M. Antoine Lefèvre attire l'attention de Mme la ministre d'État, garde des sceaux, ministre de la justice et des libertés, sur les textes de nombreuses chansons rap, légalement diffusées dans les médias et circuits commerciaux officiels en France, et prônant la violence et la haine à l'égard de la France et des Français. De plus en plus de personnes s'inquiètent à juste titre de la diffusion de tels propos. Alors que de telles incitations sont clairement réprimées par le code pénal, il aimerait savoir les dispositifs que le ministère de la justice utilise pour surveiller que ces "produits culturels" respectent nos lois nationales, et s'il ne serait pas utile de donner aux parquets des instructions particulières pour poursuivre tous les débordements observés.

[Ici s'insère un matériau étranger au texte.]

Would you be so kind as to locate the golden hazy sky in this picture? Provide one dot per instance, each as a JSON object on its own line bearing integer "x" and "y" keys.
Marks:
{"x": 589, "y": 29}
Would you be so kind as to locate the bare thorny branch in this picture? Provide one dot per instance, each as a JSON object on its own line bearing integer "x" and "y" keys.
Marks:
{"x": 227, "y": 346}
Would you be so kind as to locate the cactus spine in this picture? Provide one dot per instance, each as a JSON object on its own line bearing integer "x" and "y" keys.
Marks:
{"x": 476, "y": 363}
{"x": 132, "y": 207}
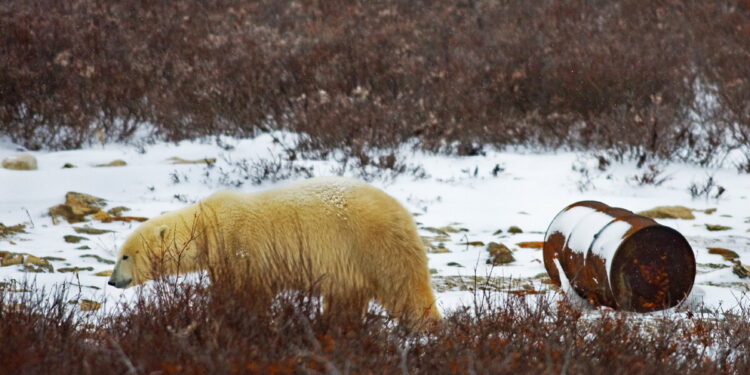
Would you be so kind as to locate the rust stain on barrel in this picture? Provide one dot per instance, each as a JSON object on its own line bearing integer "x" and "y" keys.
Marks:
{"x": 647, "y": 267}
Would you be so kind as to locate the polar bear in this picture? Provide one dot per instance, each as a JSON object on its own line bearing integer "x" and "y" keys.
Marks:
{"x": 359, "y": 242}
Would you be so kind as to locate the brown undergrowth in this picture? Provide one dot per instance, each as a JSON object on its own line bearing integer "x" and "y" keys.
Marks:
{"x": 201, "y": 328}
{"x": 643, "y": 79}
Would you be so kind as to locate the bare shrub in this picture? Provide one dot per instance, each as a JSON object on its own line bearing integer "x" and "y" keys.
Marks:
{"x": 643, "y": 80}
{"x": 653, "y": 174}
{"x": 195, "y": 328}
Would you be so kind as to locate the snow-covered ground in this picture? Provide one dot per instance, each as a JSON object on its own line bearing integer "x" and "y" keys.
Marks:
{"x": 469, "y": 195}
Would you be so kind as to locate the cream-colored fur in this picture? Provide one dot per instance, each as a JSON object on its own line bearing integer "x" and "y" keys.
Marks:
{"x": 356, "y": 241}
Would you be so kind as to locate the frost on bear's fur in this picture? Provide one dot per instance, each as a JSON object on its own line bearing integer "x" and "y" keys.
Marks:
{"x": 352, "y": 240}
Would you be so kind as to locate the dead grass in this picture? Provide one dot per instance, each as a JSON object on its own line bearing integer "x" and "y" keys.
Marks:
{"x": 199, "y": 329}
{"x": 647, "y": 80}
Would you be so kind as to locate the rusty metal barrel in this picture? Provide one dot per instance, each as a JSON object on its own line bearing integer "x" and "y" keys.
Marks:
{"x": 613, "y": 257}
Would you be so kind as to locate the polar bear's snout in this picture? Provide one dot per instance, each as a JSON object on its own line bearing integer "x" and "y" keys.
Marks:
{"x": 122, "y": 276}
{"x": 119, "y": 283}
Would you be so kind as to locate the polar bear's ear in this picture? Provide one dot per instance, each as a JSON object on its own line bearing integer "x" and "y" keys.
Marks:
{"x": 161, "y": 231}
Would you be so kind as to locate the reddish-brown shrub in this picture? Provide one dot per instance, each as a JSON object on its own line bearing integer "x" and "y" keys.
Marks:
{"x": 661, "y": 79}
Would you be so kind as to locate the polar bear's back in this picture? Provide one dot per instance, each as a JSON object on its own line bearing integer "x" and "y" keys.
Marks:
{"x": 345, "y": 227}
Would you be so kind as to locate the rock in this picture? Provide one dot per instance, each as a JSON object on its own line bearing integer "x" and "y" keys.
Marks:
{"x": 450, "y": 229}
{"x": 74, "y": 269}
{"x": 88, "y": 305}
{"x": 74, "y": 239}
{"x": 669, "y": 212}
{"x": 101, "y": 216}
{"x": 20, "y": 162}
{"x": 725, "y": 253}
{"x": 439, "y": 249}
{"x": 65, "y": 212}
{"x": 11, "y": 259}
{"x": 531, "y": 245}
{"x": 113, "y": 163}
{"x": 515, "y": 230}
{"x": 437, "y": 231}
{"x": 716, "y": 227}
{"x": 117, "y": 211}
{"x": 89, "y": 230}
{"x": 126, "y": 219}
{"x": 176, "y": 160}
{"x": 98, "y": 258}
{"x": 499, "y": 254}
{"x": 740, "y": 270}
{"x": 11, "y": 230}
{"x": 84, "y": 204}
{"x": 39, "y": 262}
{"x": 472, "y": 243}
{"x": 76, "y": 207}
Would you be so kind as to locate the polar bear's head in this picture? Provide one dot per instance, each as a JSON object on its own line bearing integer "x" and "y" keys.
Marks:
{"x": 136, "y": 254}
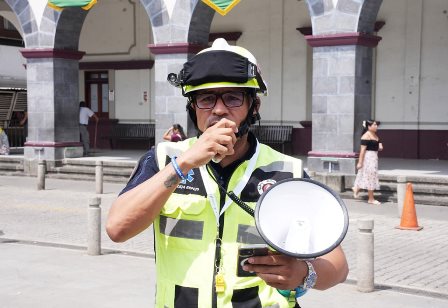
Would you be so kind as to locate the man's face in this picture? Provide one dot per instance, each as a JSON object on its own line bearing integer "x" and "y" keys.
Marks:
{"x": 231, "y": 103}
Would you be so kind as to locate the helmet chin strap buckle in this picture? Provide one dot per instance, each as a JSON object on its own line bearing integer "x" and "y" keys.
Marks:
{"x": 174, "y": 80}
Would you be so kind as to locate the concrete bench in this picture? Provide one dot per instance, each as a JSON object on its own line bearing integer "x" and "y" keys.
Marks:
{"x": 125, "y": 131}
{"x": 273, "y": 134}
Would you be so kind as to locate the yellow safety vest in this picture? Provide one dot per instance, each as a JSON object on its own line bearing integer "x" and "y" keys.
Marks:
{"x": 187, "y": 229}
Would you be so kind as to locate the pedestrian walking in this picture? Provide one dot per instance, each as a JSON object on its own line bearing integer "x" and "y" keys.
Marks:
{"x": 84, "y": 114}
{"x": 367, "y": 177}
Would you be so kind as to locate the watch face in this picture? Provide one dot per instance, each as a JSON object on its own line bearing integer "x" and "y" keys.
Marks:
{"x": 310, "y": 280}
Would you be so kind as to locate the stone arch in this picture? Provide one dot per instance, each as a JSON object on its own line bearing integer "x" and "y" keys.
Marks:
{"x": 68, "y": 28}
{"x": 57, "y": 29}
{"x": 25, "y": 15}
{"x": 368, "y": 14}
{"x": 189, "y": 23}
{"x": 200, "y": 24}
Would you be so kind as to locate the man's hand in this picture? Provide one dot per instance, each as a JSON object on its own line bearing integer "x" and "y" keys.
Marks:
{"x": 215, "y": 143}
{"x": 278, "y": 271}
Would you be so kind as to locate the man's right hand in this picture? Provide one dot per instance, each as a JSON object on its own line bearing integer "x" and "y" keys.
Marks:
{"x": 215, "y": 143}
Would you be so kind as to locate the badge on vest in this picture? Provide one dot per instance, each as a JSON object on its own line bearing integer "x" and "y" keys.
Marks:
{"x": 264, "y": 185}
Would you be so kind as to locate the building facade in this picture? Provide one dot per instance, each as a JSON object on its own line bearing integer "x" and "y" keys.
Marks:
{"x": 329, "y": 64}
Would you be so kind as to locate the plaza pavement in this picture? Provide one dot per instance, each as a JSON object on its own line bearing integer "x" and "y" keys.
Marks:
{"x": 43, "y": 262}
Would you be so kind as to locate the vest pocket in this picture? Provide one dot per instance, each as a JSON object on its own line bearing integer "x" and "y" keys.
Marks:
{"x": 181, "y": 223}
{"x": 246, "y": 298}
{"x": 186, "y": 297}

Réponse du Ministère de la justice

publiée dans le JO Sénat du 08/07/2010 - page 1793

À ce jour, plusieurs procédures judiciaires ont été diligentées suite à la diffusion de chansons dont le contenu était susceptible de tomber sous le coup d'une qualification pénale, procédures qui ont parfois donné lieu à condamnation. Toutefois, la mise en oeuvre de poursuites pénales est conditionnée par le respect des règles qui gouvernent le droit de la presse découlant de la loi du 29 juillet 1881, notamment celle relative à la prescription de trois mois. Au-delà, comme le soulignent certaines juridictions, en présence d'oeuvre, de fiction se réclamant d'un genre artistique, l'élément intentionnel de l'infraction peut être délicat à caractériser. Pour autant, au-delà de ces difficultés, les magistrats du ministère public restent vigilants pour apporter des réponses proportionnées aux propos qui dépasseraient le cadre de l'expression artistique.